Chercheur interdisciplinaire au carrefour de la linguistique computationnelle, de la sociologie et de l’intelligence artificielle avancée. Fort d’une double expertise académique (master en linguistique, doctorat en sociologie) et d’un parcours de concepteur-informaticien (concept ADN[Linguistique]1, Accès Logique2), j’explore depuis plus de trente ans les dynamiques complexes entre technologies, pratiques sociales et représentations collectives. Mes recherches actuelles se concentrent sur le développement de « World Models » (modèles du monde) dotés d’une compréhension causale pour saisir comment le langage structure cette simulation interne et comment elle interagit avec la société humaine.

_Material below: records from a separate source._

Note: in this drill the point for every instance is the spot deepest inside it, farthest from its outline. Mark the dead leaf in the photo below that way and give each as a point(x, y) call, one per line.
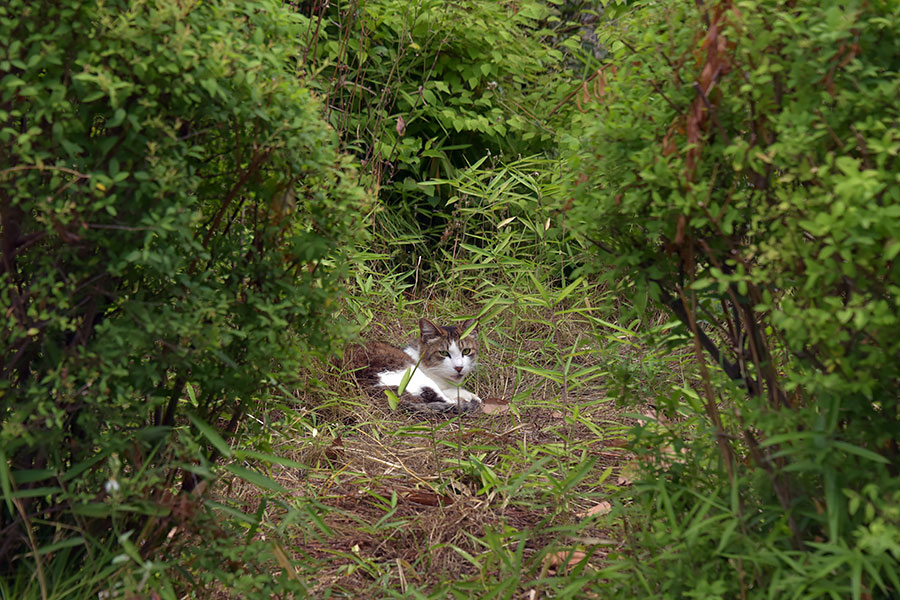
point(567, 559)
point(428, 498)
point(598, 509)
point(495, 406)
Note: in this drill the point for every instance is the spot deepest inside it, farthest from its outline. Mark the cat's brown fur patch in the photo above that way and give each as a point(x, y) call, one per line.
point(435, 339)
point(369, 359)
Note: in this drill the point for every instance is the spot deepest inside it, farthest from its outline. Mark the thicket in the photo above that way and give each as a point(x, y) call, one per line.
point(175, 225)
point(421, 91)
point(739, 167)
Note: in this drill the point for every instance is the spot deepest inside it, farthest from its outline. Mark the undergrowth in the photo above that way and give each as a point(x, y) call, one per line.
point(525, 499)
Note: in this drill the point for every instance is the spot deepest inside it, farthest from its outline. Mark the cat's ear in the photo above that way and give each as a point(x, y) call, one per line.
point(468, 327)
point(429, 330)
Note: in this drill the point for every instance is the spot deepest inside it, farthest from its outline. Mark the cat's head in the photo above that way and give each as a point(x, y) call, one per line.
point(445, 353)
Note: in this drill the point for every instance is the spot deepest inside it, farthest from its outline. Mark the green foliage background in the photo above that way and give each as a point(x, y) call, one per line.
point(745, 166)
point(194, 194)
point(175, 211)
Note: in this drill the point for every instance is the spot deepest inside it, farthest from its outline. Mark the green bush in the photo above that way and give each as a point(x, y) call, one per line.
point(174, 212)
point(420, 90)
point(741, 169)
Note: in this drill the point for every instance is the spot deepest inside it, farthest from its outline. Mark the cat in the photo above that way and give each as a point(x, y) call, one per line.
point(440, 360)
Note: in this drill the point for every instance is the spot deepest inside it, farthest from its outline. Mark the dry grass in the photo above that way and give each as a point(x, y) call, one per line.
point(399, 505)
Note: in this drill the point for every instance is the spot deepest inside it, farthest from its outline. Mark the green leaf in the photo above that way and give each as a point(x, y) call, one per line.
point(255, 477)
point(211, 435)
point(5, 482)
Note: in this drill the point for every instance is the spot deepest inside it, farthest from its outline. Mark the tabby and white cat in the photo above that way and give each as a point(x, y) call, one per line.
point(439, 361)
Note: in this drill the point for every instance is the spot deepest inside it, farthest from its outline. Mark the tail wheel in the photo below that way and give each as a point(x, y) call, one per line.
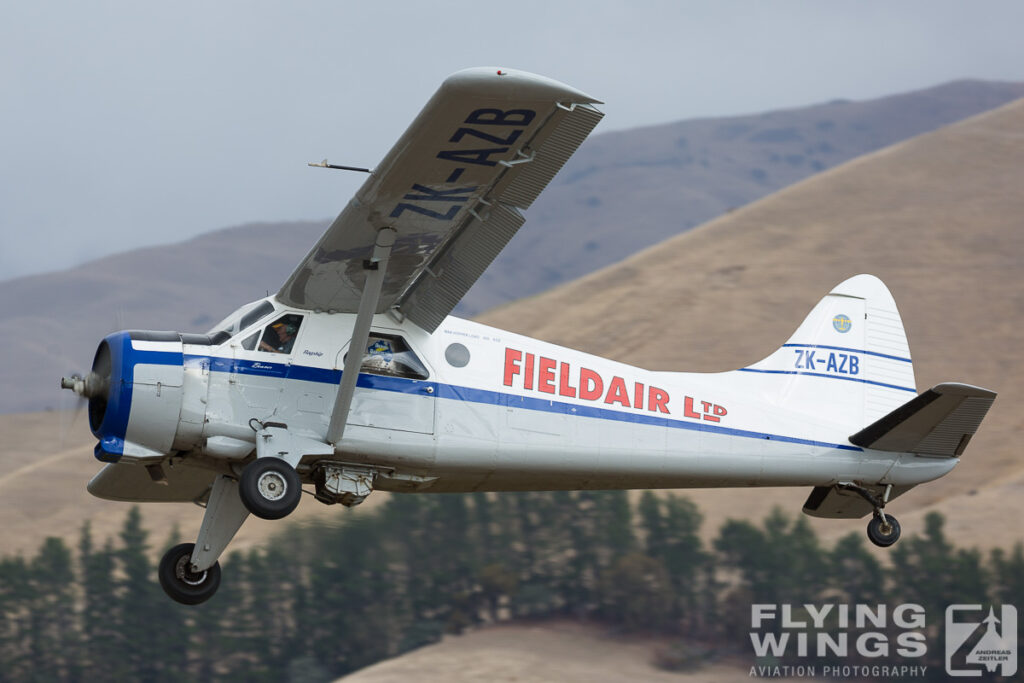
point(883, 532)
point(269, 487)
point(181, 583)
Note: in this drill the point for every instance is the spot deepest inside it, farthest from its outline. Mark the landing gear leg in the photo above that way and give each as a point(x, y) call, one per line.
point(189, 573)
point(883, 530)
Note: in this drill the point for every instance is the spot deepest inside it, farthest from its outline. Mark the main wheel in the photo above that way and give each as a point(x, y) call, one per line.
point(183, 585)
point(884, 534)
point(269, 487)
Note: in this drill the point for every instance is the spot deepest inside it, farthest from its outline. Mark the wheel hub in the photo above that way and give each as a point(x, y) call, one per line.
point(184, 572)
point(271, 485)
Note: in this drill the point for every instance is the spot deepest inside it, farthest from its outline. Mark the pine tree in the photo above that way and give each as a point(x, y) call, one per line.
point(53, 630)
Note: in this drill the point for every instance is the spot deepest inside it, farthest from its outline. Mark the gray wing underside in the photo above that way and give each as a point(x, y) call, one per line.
point(483, 147)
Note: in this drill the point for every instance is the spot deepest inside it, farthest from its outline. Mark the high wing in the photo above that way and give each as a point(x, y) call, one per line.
point(486, 144)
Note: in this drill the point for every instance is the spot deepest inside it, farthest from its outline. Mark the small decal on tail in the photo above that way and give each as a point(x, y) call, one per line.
point(842, 324)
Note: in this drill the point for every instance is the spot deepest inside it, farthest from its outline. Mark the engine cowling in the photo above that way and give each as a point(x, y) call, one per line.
point(135, 402)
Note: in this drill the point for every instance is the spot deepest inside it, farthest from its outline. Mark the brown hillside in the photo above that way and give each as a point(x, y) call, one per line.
point(562, 651)
point(939, 218)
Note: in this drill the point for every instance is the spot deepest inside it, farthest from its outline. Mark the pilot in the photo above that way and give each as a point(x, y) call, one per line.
point(279, 338)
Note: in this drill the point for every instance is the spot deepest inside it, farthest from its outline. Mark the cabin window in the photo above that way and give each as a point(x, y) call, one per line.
point(279, 337)
point(250, 342)
point(390, 355)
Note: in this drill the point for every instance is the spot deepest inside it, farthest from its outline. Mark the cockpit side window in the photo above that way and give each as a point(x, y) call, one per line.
point(279, 337)
point(390, 355)
point(250, 342)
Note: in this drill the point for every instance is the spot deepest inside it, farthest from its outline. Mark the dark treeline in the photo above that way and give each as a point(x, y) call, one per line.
point(324, 600)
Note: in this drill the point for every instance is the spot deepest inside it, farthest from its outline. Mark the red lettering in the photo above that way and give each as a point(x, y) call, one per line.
point(617, 392)
point(591, 384)
point(688, 409)
point(638, 395)
point(546, 375)
point(512, 358)
point(657, 399)
point(564, 389)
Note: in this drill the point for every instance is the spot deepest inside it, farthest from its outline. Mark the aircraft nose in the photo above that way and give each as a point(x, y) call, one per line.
point(89, 386)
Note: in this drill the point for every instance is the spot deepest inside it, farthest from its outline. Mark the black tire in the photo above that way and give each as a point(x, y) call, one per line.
point(269, 487)
point(885, 535)
point(180, 583)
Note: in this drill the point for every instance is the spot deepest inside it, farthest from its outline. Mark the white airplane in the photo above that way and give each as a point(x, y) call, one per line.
point(239, 419)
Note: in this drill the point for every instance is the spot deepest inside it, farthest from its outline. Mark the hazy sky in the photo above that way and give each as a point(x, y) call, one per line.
point(125, 124)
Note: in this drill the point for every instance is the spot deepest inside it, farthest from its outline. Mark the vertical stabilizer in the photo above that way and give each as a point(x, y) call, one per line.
point(849, 360)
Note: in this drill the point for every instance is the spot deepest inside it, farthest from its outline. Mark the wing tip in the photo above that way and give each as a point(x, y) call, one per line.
point(501, 82)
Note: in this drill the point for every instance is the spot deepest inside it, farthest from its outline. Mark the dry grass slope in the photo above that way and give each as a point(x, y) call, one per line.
point(563, 652)
point(938, 218)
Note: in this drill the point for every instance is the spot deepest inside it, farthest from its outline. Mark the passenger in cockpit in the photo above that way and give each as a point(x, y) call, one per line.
point(279, 337)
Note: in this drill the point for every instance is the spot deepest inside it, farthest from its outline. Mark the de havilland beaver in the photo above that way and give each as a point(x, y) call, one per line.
point(271, 399)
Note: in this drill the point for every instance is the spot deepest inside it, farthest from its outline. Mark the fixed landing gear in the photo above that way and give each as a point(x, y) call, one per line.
point(883, 530)
point(269, 487)
point(181, 583)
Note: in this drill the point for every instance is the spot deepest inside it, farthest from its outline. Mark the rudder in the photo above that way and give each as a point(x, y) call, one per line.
point(848, 363)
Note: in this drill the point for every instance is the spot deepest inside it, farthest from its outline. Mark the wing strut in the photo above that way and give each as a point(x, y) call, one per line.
point(375, 267)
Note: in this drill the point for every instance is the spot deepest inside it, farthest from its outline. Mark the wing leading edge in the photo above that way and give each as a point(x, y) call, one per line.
point(484, 146)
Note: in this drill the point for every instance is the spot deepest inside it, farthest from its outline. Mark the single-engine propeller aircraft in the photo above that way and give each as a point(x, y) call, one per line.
point(273, 397)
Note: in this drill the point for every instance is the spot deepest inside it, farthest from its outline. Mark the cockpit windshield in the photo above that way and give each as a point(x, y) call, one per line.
point(239, 321)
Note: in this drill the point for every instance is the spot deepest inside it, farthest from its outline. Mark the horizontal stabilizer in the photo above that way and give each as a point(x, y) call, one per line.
point(939, 422)
point(839, 503)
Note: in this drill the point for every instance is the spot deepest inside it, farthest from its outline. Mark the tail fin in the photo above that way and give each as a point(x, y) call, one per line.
point(849, 360)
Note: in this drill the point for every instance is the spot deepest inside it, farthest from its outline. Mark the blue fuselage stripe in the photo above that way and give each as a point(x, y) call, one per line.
point(827, 377)
point(470, 394)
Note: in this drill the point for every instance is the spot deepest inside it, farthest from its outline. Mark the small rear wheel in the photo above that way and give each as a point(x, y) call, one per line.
point(269, 487)
point(883, 534)
point(182, 584)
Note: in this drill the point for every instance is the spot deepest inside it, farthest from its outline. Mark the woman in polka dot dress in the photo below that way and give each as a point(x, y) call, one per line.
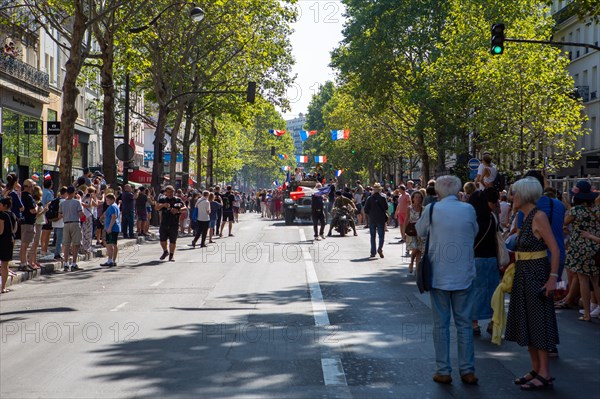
point(531, 320)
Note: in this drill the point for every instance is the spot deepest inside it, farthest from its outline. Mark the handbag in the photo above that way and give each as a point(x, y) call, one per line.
point(424, 272)
point(501, 251)
point(411, 229)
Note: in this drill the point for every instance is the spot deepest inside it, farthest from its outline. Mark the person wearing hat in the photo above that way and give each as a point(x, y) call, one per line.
point(71, 212)
point(584, 216)
point(170, 207)
point(376, 208)
point(341, 201)
point(317, 212)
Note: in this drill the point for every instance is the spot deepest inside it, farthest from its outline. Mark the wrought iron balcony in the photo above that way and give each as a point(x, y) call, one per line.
point(24, 72)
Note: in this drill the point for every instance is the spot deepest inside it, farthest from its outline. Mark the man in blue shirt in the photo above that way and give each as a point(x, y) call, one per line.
point(113, 228)
point(452, 230)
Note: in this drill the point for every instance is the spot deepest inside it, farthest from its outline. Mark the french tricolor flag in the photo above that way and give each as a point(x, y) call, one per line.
point(340, 134)
point(306, 134)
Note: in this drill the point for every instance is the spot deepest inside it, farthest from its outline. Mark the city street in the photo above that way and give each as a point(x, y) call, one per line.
point(267, 313)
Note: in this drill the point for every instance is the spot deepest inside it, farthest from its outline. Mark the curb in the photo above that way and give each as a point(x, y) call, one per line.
point(55, 266)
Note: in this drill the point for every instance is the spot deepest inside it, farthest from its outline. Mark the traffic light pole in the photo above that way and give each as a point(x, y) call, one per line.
point(586, 45)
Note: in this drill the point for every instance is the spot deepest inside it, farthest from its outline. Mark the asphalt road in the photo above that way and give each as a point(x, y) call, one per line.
point(265, 314)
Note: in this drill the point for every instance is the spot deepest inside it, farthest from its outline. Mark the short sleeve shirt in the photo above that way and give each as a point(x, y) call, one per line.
point(168, 218)
point(112, 210)
point(29, 204)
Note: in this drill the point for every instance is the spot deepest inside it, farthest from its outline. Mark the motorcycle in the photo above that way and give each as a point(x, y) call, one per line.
point(341, 220)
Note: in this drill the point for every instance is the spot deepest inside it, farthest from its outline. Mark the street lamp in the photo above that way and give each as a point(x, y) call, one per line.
point(197, 15)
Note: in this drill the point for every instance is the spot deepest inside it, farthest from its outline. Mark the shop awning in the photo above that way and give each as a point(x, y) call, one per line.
point(140, 176)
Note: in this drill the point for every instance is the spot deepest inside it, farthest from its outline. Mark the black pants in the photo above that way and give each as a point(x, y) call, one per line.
point(318, 216)
point(218, 225)
point(201, 229)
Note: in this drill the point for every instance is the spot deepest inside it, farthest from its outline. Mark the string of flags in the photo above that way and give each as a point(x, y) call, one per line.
point(304, 135)
point(340, 134)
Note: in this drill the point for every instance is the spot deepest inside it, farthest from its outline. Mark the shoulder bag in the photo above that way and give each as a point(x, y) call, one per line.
point(501, 251)
point(424, 272)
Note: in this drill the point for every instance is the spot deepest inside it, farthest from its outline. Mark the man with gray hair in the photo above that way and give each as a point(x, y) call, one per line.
point(452, 229)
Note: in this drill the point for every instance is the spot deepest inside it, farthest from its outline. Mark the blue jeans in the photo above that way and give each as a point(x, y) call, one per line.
point(58, 247)
point(128, 221)
point(460, 305)
point(380, 229)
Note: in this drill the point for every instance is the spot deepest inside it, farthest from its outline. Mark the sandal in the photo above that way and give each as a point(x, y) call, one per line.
point(562, 305)
point(524, 379)
point(545, 384)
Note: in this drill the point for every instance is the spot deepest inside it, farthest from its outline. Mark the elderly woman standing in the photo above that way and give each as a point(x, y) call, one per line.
point(531, 319)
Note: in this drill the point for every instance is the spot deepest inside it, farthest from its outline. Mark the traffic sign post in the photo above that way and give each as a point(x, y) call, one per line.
point(473, 163)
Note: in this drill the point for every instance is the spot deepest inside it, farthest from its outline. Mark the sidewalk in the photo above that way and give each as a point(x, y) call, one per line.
point(52, 266)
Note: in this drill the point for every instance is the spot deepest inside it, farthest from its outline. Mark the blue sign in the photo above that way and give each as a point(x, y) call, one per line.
point(473, 163)
point(149, 156)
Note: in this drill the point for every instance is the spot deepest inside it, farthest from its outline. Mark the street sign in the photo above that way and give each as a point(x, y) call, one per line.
point(30, 127)
point(473, 163)
point(53, 128)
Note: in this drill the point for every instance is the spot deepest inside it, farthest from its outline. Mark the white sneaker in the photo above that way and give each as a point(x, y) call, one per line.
point(594, 310)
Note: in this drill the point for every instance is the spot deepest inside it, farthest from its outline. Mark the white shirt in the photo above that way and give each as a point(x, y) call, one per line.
point(203, 207)
point(60, 223)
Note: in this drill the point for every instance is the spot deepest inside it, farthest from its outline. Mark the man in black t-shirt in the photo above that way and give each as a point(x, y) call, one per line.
point(228, 199)
point(218, 195)
point(170, 208)
point(29, 216)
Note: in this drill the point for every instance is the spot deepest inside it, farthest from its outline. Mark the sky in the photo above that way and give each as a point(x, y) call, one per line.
point(317, 31)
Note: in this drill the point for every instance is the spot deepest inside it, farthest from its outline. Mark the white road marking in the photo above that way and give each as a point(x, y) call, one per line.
point(116, 308)
point(331, 364)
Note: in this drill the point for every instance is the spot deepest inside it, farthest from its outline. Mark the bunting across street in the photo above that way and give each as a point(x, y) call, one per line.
point(304, 135)
point(340, 134)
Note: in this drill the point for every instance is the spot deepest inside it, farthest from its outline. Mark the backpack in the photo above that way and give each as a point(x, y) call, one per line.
point(499, 182)
point(52, 213)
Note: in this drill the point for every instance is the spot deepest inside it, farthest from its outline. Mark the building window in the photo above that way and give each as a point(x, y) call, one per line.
point(52, 139)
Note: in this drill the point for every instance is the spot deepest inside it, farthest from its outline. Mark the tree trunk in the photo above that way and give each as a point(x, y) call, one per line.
point(198, 157)
point(70, 92)
point(159, 136)
point(210, 154)
point(109, 164)
point(185, 175)
point(175, 147)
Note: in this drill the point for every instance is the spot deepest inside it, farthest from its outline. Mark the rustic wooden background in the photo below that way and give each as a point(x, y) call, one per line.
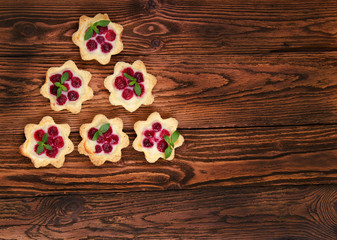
point(253, 85)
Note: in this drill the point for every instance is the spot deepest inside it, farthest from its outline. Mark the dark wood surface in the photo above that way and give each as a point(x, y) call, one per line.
point(253, 85)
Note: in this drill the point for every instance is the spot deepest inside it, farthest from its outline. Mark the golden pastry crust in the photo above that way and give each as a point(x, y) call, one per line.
point(27, 148)
point(87, 146)
point(85, 92)
point(152, 154)
point(78, 39)
point(135, 102)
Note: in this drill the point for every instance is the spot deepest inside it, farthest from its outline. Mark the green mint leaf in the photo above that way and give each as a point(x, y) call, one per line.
point(39, 149)
point(95, 29)
point(102, 23)
point(64, 88)
point(167, 139)
point(104, 128)
point(59, 91)
point(88, 34)
point(168, 152)
point(95, 137)
point(64, 77)
point(48, 147)
point(175, 136)
point(45, 138)
point(137, 89)
point(129, 77)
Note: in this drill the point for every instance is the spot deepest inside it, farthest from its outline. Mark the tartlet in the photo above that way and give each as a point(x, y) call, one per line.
point(150, 137)
point(124, 94)
point(109, 144)
point(76, 86)
point(57, 139)
point(100, 46)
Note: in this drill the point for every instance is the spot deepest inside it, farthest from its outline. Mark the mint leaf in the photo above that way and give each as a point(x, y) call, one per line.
point(130, 77)
point(102, 23)
point(88, 34)
point(95, 29)
point(64, 88)
point(45, 138)
point(175, 136)
point(168, 152)
point(137, 89)
point(96, 135)
point(167, 139)
point(39, 149)
point(59, 92)
point(104, 128)
point(64, 77)
point(48, 147)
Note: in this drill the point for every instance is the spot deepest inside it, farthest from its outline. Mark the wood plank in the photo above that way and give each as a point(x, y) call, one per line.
point(199, 91)
point(246, 213)
point(174, 27)
point(266, 156)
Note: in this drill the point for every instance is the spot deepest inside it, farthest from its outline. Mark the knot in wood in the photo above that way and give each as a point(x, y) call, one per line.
point(151, 4)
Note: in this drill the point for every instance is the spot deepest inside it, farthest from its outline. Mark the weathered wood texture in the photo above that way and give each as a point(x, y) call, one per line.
point(253, 85)
point(174, 27)
point(262, 213)
point(220, 157)
point(199, 91)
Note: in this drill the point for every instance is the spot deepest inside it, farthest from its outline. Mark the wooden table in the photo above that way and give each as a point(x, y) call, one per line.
point(253, 85)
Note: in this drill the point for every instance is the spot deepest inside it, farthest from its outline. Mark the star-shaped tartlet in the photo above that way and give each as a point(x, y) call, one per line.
point(150, 137)
point(101, 45)
point(73, 91)
point(123, 83)
point(53, 139)
point(109, 143)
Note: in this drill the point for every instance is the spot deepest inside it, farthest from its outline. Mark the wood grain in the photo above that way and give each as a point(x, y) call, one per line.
point(200, 91)
point(174, 27)
point(259, 213)
point(266, 156)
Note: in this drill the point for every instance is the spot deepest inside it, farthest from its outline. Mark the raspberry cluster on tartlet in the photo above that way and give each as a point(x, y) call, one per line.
point(67, 87)
point(151, 137)
point(130, 85)
point(47, 143)
point(103, 139)
point(100, 45)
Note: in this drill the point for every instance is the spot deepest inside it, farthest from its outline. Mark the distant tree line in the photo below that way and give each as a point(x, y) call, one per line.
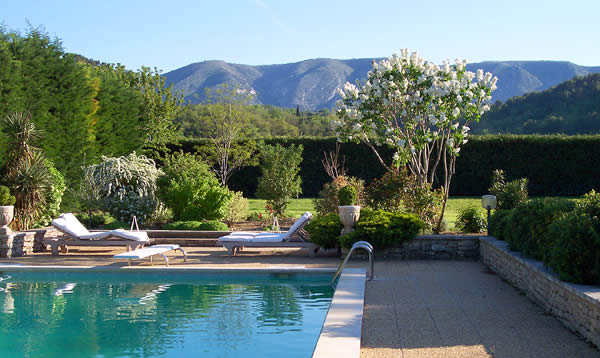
point(83, 109)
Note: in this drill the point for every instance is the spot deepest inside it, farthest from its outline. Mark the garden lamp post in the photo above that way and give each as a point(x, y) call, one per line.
point(488, 202)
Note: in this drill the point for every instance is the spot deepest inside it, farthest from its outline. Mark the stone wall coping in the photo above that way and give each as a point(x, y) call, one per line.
point(587, 292)
point(450, 237)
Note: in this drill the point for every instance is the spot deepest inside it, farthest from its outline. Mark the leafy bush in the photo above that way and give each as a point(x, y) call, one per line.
point(324, 230)
point(424, 202)
point(211, 225)
point(470, 219)
point(527, 230)
point(508, 195)
point(328, 196)
point(498, 222)
point(237, 210)
point(127, 185)
point(347, 196)
point(383, 229)
point(280, 180)
point(5, 197)
point(54, 195)
point(387, 192)
point(191, 189)
point(575, 255)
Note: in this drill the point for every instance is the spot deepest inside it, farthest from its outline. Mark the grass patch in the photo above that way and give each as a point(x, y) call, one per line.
point(298, 207)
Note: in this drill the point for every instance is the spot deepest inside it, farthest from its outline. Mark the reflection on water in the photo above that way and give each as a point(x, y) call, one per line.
point(79, 316)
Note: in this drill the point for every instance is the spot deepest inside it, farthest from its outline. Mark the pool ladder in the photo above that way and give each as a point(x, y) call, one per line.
point(357, 245)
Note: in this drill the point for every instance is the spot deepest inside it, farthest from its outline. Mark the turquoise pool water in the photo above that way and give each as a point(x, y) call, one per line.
point(133, 314)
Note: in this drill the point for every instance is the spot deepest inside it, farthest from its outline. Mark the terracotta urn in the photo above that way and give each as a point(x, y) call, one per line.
point(349, 215)
point(6, 216)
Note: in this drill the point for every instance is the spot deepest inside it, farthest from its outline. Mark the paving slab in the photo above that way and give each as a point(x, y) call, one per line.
point(457, 309)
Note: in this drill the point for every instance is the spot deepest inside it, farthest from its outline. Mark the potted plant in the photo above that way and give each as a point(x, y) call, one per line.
point(349, 211)
point(7, 209)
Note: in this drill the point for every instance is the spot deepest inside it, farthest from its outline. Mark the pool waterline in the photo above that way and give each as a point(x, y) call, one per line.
point(341, 330)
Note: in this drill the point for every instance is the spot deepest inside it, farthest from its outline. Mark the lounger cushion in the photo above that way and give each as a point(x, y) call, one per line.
point(94, 236)
point(69, 224)
point(129, 235)
point(298, 225)
point(260, 237)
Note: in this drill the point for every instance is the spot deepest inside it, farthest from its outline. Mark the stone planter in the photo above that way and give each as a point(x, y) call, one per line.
point(349, 215)
point(6, 216)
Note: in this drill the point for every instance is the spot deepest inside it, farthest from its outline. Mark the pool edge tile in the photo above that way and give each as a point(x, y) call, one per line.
point(341, 332)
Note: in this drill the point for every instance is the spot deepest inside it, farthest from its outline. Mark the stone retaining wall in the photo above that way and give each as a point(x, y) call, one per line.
point(16, 244)
point(577, 306)
point(443, 247)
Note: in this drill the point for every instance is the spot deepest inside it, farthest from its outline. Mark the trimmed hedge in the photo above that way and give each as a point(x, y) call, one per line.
point(210, 225)
point(565, 235)
point(555, 165)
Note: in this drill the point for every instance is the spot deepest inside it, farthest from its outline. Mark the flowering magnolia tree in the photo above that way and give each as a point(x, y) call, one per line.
point(422, 110)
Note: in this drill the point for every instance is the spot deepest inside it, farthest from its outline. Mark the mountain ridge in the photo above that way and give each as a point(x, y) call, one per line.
point(311, 84)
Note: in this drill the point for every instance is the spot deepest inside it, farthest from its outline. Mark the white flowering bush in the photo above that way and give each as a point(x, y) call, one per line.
point(420, 109)
point(126, 185)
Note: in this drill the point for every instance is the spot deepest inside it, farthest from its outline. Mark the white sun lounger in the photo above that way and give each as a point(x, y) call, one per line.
point(294, 237)
point(76, 234)
point(149, 252)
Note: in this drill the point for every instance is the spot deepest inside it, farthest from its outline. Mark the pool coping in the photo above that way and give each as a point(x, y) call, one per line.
point(341, 331)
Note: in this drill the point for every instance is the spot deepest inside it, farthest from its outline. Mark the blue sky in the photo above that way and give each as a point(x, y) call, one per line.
point(172, 34)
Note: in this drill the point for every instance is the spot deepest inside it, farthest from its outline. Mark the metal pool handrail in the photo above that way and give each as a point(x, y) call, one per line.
point(357, 245)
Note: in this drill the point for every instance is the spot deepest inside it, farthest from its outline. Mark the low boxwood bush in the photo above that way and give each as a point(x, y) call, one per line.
point(498, 222)
point(529, 222)
point(324, 230)
point(210, 225)
point(575, 255)
point(383, 229)
point(471, 220)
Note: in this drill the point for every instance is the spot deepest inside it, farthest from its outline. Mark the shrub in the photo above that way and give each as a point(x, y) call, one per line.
point(470, 219)
point(5, 197)
point(387, 192)
point(328, 196)
point(211, 225)
point(347, 196)
point(383, 229)
point(127, 185)
point(399, 191)
point(575, 255)
point(498, 222)
point(54, 195)
point(508, 195)
point(237, 210)
point(280, 180)
point(324, 230)
point(424, 202)
point(191, 190)
point(527, 229)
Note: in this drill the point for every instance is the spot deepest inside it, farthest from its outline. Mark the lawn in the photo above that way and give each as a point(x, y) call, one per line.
point(298, 206)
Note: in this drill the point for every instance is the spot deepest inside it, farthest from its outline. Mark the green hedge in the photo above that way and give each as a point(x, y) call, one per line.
point(555, 165)
point(210, 225)
point(564, 234)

Le système ADNLinguistique, que j’ai conçu entre 1985 et 1995, est un modèle d’IA connexionniste fondé sur la sémantique générative de Chomsky et largement expliqué dans mon mémoire de maîtrise. Mon affrontement conceptuel avec le linguiste Pierre Isabelle à ce sujet, au cours de la décennie 1990, ne fut pas une simple divergence technique de traductologie, mais bien une rupture épistémologique brutale qui se solda, pour ma part, par une forme d’excommunication intellectuelle. Son concept de bi-textualité, ce dispositif plaçant en miroir le texte source et ses dérivés traduits dans une horizontalité forcée, m’apparaissait alors comme une réduction mécanique de la profondeur sémantique au profit d’une symétrie illusoire. Isabelle y voyait l’alpha et l’oméga de l’alignement, une structure rigide où le sens devait se refléter sans reste, comme si la langue n’était qu’un code de correspondance et non un champ de forces sociales. Ma résistance à cette vision d’un texte-parallèle, devenu simple objet de laboratoire pour l’analyse automatique, heurta de plein fouet l’orthodoxie naissante d’une discipline cherchant sa légitimité dans la froideur de l’outil informatique. On ne conteste pas impunément le dogme de l’alignement textuel sans subir le retour de bâton de ceux qui érigent la méthode en loi d’airain. Cette condamnation, loin d’être un échec, a pourtant signé la reconnaissance d’une fracture nécessaire entre une linguistique de la surface et une sociolinguistique de l’épaisseur historique.